Season | Percent change in US search volume (95% CI) | P value | Percent change in Australian search volume (95% CI) | P value |
---|---|---|---|---|
Northern winter/Southern summer (January-March) | 15.05 (9.77–20.32) | <.001 | Reference | |
Northern spring/Southern fall (April-June) | 9.96 (6.73–13.18) | <.001 | 52.68 (41.54–63.82) | <.001 |
Northern summer/Southern winter (July-September) | Reference | ... | 45.05 (32.33–57.77) | <.001 |
Northern fall/Southern spring (Oct e Dec) | 8.68 (4.55–12.82) | <.001 | 13.20 (2.44–23.96) | .02 |
Cosinor Analysis for Search Volume
In a cosinor model for the United States, there was a statistically significant seasonal component with amplitude of 7.43 (95% CI, 5.78–9.08; P<.001). The US peaks occurred in the month of February and the troughs occurred in August. Because we converted RSV to percent difference from overall mean, this means that in February, search volumes are predicted to be 7.43% higher than the overall mean. Similarly in Australia, a cosinor model revealed a significant seasonal component with amplitude of 23.99 (95% CI, 20.83–27.16; P<.001). In Australia, peaks occurred in June and troughs in December (Figure 1).
Association Between State-Level Search Volume and Burden of CVD Mortality
We found a moderate to strong correlation between state-level RSV and burden of CVD mortality. Pearson product moment correlation coefficient was 0.62 for state-level CVD mortality and RSV (P<.001), 0.58 for state-level CVD mortality from heart disease and RSV (P<.001), 0.48 for state-level mortality from CHD and RSV (P<.001), 0.51 for state-level HF mortality and RSV (P<.001), and 0.60 for state-level stroke mortality and RSV (P<.001) (Figure 2; Supplemental Figures 1–4 [available online at http://www.mayoclinicproceedings.org], Supplemental Table 2).
DISCUSSION
In this study using Google search query data from the United States and Australia over a period of 11 years, we made the following interesting and noteworthy observations. First, search volumes related to CVD follow strong seasonal patterns with winter peaks and summer troughs. This seasonal pattern is parallel to previously documented seasonal patterns for CVD incidence and mortality in real-world data. Second, there was a 4-month difference in the timings of the peaks in the 2 countries (February vs June), consistent with differences in seasons in the 2 regions and suggesting a possible causal link between seasons and CVD-related information-seeking behavior mediated by a higher winter incidence of CVD. Third, the magnitude of seasonal variation was higher in Australia than in the United States (amplitude 23.99 vs 7.43). Lastly, we found a statistically significant correlation between state-level burden of CVD mortality and state-level search query volumes in the United States. Taken together, we report for the first time a comprehensive analysis of seasonal and geographic variation in CVD information-seeking behavior in the United States and Australia using robust statistical methods.

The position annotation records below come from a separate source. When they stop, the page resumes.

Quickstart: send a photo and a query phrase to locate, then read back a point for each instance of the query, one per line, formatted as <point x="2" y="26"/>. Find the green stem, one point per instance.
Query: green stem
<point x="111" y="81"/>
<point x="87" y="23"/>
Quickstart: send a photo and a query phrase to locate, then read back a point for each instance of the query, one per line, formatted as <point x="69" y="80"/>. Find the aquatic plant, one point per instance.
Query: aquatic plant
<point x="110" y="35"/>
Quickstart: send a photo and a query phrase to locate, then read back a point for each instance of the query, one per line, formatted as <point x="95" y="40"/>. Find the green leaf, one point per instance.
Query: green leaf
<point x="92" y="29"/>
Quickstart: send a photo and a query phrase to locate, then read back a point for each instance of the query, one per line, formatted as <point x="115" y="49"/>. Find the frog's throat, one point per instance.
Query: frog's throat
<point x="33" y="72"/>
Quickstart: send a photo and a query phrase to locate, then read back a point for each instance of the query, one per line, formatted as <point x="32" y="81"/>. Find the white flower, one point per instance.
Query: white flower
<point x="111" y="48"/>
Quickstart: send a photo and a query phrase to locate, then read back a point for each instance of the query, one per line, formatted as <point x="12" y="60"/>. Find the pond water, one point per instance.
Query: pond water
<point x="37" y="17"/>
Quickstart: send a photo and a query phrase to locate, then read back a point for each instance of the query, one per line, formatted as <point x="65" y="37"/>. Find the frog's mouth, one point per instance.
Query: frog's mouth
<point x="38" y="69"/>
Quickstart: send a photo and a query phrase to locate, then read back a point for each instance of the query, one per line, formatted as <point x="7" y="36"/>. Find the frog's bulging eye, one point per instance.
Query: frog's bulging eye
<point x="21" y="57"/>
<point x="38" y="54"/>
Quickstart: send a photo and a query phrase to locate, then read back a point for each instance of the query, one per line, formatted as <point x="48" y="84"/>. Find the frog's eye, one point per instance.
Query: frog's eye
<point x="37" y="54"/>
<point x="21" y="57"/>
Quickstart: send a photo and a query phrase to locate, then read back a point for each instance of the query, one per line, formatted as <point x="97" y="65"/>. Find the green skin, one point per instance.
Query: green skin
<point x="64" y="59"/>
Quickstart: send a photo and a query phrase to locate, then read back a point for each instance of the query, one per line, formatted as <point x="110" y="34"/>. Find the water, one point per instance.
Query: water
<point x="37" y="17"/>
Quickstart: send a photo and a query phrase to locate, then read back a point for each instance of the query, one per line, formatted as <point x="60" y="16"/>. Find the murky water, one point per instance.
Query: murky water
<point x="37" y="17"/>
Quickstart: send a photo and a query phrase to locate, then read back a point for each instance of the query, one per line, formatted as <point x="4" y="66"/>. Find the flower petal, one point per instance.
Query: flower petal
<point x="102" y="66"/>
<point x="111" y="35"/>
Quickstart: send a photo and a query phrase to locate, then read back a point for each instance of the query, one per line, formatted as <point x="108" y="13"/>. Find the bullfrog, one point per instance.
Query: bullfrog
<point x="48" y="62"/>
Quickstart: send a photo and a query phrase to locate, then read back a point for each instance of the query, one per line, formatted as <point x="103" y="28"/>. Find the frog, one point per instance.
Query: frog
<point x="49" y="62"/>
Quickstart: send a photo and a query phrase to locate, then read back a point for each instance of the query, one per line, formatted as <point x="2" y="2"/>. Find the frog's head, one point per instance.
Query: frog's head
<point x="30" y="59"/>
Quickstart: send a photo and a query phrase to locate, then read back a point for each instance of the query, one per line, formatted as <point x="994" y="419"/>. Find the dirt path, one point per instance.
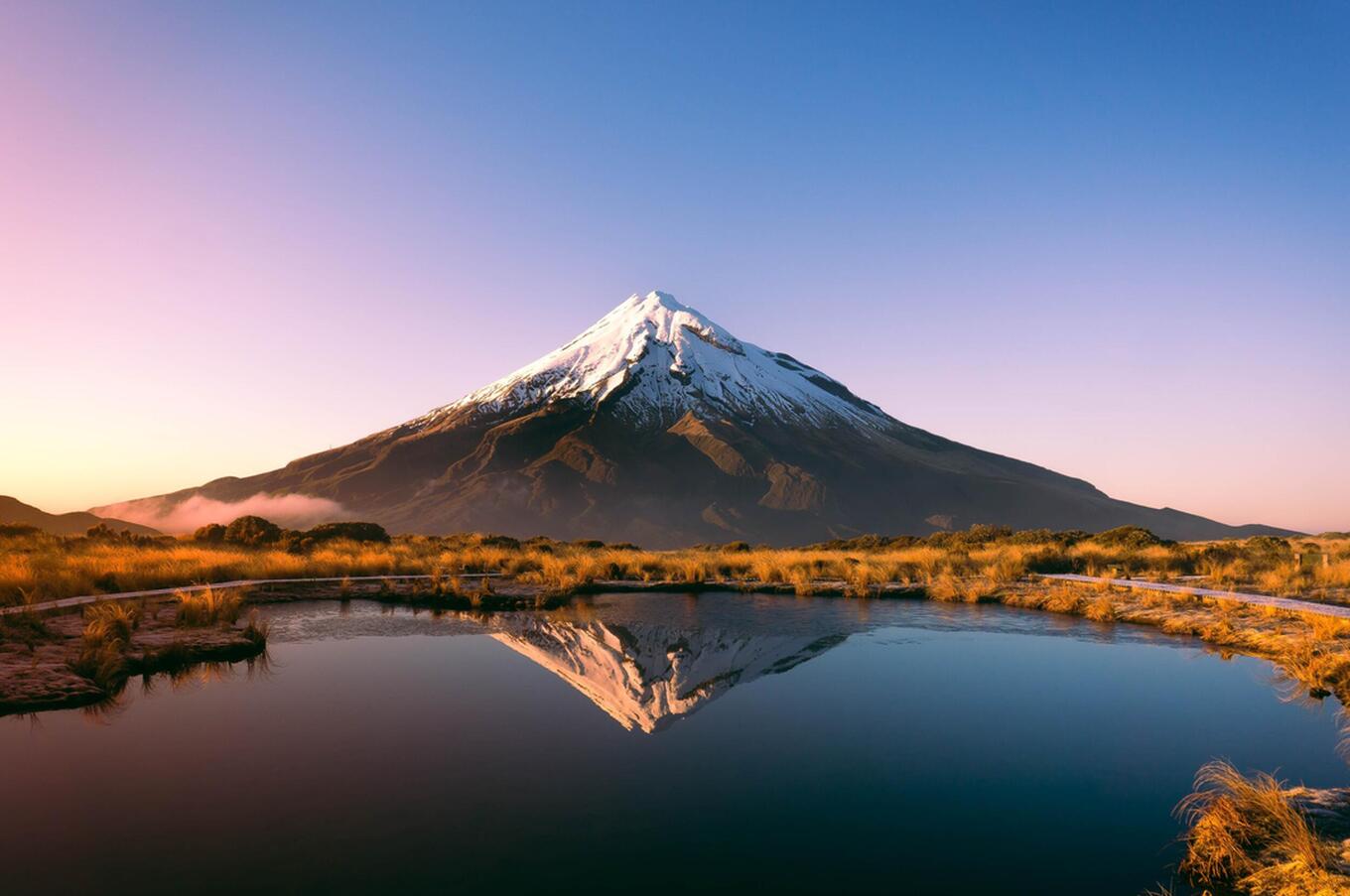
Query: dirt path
<point x="190" y="588"/>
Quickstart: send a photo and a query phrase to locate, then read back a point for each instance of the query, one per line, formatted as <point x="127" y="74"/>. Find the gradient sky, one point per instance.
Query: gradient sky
<point x="1109" y="239"/>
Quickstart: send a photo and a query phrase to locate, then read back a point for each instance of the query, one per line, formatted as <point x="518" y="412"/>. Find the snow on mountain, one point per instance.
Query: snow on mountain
<point x="658" y="359"/>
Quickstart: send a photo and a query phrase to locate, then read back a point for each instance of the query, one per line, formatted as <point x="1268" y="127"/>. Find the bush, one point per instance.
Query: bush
<point x="1132" y="537"/>
<point x="351" y="531"/>
<point x="253" y="532"/>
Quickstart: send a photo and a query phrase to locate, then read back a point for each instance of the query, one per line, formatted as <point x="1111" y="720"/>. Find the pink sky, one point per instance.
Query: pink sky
<point x="224" y="244"/>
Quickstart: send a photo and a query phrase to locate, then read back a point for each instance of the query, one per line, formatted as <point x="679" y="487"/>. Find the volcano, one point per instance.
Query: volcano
<point x="662" y="428"/>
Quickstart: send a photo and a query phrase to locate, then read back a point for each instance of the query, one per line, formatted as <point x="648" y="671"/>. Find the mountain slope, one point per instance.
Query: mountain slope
<point x="61" y="524"/>
<point x="659" y="427"/>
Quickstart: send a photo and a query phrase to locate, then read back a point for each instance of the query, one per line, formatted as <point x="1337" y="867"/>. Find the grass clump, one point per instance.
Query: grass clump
<point x="1249" y="832"/>
<point x="104" y="641"/>
<point x="209" y="606"/>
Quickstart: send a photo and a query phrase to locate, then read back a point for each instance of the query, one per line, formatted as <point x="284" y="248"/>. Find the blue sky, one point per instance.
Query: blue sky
<point x="1105" y="238"/>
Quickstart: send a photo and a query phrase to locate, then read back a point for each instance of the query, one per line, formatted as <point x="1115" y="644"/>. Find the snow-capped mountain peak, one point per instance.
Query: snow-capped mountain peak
<point x="656" y="359"/>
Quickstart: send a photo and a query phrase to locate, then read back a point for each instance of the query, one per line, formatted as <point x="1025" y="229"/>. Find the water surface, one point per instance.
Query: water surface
<point x="651" y="741"/>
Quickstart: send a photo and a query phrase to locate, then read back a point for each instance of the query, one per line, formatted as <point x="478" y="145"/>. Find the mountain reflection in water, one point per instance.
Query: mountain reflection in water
<point x="645" y="677"/>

Passively generated search query data from Google Trends have been used to evaluate seasonal patterns in health information-seeking behavior for a variety of communicable and noncommunicable diseases.21–25 Ayers et al21 studied seasonality in mental health-seeking behavior using Google Trends and found search volumes to peak in winter months coincident with a seasonal predisposition to several psychiatric conditions, including seasonal affective disorder. Similarly, another recent analysis of Google search query data revealed marked seasonality in information seeking for weight loss in winter months.23 Our findings of winter peaks in seeking CVD health information in both the United States and Australia are in agreement with previously reported seasonal patterns of CVD incidence and mortality,4–6,10,11 suggesting a possible mechanistic link between the occurrence of CVD events and information-seeking behavior at the population level.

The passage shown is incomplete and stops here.